Treatment and Prevention
When it comes to reducing cold sores, and pimples, there are two routes to take that may help keep your skin clear—treating the symptoms, and taking preventative measures to avoid recurring issues.
- Medication. Both pimples and cold sores will leave your skin in a matter of time, usually within a week or two at most, but you can speed up your recovery with prescription medication. “Antiviral medications, like valacyclovir, can help decrease the duration of cold sores if taken when the first signs appear,” says Dr. Chang. “Pimples can be treated with a wide range of topical and oral medications as well as laser treatments. Topical antibiotics, like clindamycin lotion, and oral antibiotics, like doxycycline and minocycline, are effective in preventing and treating inflammatory acne. Some patients may require hormonal medications or isotretinoin for control of their acne.”

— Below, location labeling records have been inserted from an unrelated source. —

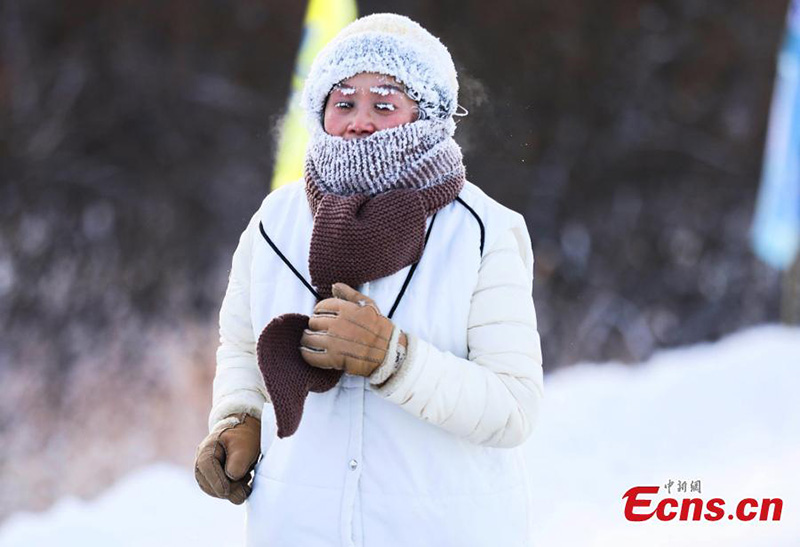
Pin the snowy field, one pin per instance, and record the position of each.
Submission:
(726, 414)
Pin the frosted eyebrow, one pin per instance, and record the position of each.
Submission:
(346, 90)
(385, 90)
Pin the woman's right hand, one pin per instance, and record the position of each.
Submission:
(226, 458)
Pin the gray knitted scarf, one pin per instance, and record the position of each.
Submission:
(370, 199)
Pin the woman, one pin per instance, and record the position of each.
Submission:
(394, 413)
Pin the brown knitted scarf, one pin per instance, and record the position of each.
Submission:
(355, 239)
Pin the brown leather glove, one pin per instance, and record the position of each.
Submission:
(346, 333)
(226, 457)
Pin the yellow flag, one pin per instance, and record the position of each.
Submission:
(324, 19)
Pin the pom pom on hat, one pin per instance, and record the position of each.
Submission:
(389, 44)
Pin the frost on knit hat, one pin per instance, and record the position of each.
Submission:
(390, 44)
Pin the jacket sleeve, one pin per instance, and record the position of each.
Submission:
(238, 383)
(493, 397)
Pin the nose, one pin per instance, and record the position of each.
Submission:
(361, 125)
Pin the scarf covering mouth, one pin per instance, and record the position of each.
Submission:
(370, 199)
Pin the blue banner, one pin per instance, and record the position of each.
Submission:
(776, 226)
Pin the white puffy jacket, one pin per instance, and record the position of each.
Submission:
(422, 459)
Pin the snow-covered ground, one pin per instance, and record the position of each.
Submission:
(726, 414)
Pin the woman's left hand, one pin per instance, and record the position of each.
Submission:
(346, 332)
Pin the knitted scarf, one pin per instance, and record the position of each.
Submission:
(370, 200)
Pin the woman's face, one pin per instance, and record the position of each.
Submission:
(365, 103)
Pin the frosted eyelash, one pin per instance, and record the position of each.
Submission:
(346, 91)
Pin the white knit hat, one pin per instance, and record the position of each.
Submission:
(389, 44)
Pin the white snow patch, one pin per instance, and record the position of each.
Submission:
(727, 414)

- Avoid triggers. The herpes virus may become triggered when immune systems are already compromised, so keeping this and other triggers in mind may help you prepare for a possible cold sore outbreak, or possibly avoid one altogether. “Avoiding common cold sore triggers, such as stress, colds, or injury, can prevent its onset. Given sun exposure can trigger cold sores, sunscreen and SPF-containing lip balm can prevent future breakouts,” Dr. Chang explains. “Oral antivirals can be taken daily to help prevent cold sores from occurring in patients who get frequent recurrences. Taking oral antivirals around the time of facial laser treatments or lip injections can prevent the onset of cold sores.”
- Maintain a healthy diet. “Growing research suggests that specific foods, like high sugar foods and dairy, may trigger acne in some patients,” Dr. Chang states, so if you notice pimples after you enjoy certain foods, it may be best to steer clear if you don’t want to deal with a breakout. It’s important to remember that, while a balanced diet may reduce herpes or acne symptoms for some people, it will not actually eliminate either condition. “Once you contract herpes simplex virus, however, there is no cure for it and the virus lies dormant in your body,” Dr. Chang says.

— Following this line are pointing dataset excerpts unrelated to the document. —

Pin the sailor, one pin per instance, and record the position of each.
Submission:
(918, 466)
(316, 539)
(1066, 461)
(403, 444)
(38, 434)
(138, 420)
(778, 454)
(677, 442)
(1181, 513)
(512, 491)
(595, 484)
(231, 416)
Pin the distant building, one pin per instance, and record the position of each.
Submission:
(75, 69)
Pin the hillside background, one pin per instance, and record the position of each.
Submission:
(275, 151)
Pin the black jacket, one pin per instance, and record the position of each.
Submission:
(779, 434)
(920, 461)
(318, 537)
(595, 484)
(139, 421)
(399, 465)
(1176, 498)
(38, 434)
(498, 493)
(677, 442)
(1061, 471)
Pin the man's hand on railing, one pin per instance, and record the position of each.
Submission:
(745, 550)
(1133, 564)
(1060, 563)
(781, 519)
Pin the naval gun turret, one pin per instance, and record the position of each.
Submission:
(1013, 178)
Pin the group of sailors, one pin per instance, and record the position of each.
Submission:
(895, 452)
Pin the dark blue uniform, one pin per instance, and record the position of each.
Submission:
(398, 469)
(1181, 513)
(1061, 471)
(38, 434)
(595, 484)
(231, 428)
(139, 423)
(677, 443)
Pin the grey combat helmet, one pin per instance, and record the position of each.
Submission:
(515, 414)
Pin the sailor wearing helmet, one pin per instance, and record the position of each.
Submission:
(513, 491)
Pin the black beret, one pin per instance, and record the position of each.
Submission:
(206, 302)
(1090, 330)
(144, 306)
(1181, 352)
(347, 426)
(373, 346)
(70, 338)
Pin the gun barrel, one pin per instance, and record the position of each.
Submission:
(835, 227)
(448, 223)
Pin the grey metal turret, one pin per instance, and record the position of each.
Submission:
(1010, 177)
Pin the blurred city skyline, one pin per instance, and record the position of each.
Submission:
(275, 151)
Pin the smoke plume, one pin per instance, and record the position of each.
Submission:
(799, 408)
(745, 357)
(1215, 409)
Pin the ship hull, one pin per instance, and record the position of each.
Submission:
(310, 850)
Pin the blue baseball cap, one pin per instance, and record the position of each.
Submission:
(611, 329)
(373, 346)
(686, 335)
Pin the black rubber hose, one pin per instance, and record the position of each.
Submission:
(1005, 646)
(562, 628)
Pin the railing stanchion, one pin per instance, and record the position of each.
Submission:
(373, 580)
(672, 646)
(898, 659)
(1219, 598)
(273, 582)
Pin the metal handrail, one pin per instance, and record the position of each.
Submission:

- Prevent acne with a skincare regimen. If you have acne, chances are, you have a skincare routine that’s evolved with your skin, and your skin’s needs, over time. Washing your face won’t actually slow down the production of pore-clogging oil, but regular cleansing and exfoliating can prevent dead skin cells from clogging pores and doing their part to contribute to the formation of pimples. “All acne patients should be on an effective preventative topical regimen,” says Dr. Chang. “Regular cleansing with a gentle cleanser can help prevent acne by removing excess oil, dirt, and bacteria from the skin. I recommend avoiding harsh scrubs as this can irritate and further inflame the skin.” For a gentle exfoliant, look to chemical varieties, like Paula’s Choice 2% BHA Liquid Exfoliant, which is considered a cult classic for a reason.
- Reduce stress. It may seem easier said than done sometimes, but if you have a stress-reduction technique that works for you, it may help keep your cold sores at bay, as stress is listed by countless sources as a known trigger: “Stress reduction techniques, like regular exercise or meditation, may prevent cold sores,” says Dr. Chang. In terms of acne, stress may increase oil production by causing certain hormones, like cortisol, to become produced in overdrive: “Stress can also worsen acne, and it is important to practice regular de-stressing techniques,” she adds.
- Use retinoids for acne. Pimples are formed when pores become clogged, so keeping those pores free from debris that may contribute to the formation of breakout-causing bacteria can greatly reduce symptoms. One way to do that is with a retinol product. “Retinoids fight the root causes of acne by normalizing skin cell turnover to reduce clogged pores and comedones, as well as decrease inflammation,” Dr. Chang says. “Retinoids, such as the one found in Differin Gel, are available over-the-counter now, without a prescription and are effective in patients with mild to moderate acne, or even occasional breakouts. Differin Gel can help prevent and treat both whiteheads and inflammatory, red acne bumps.”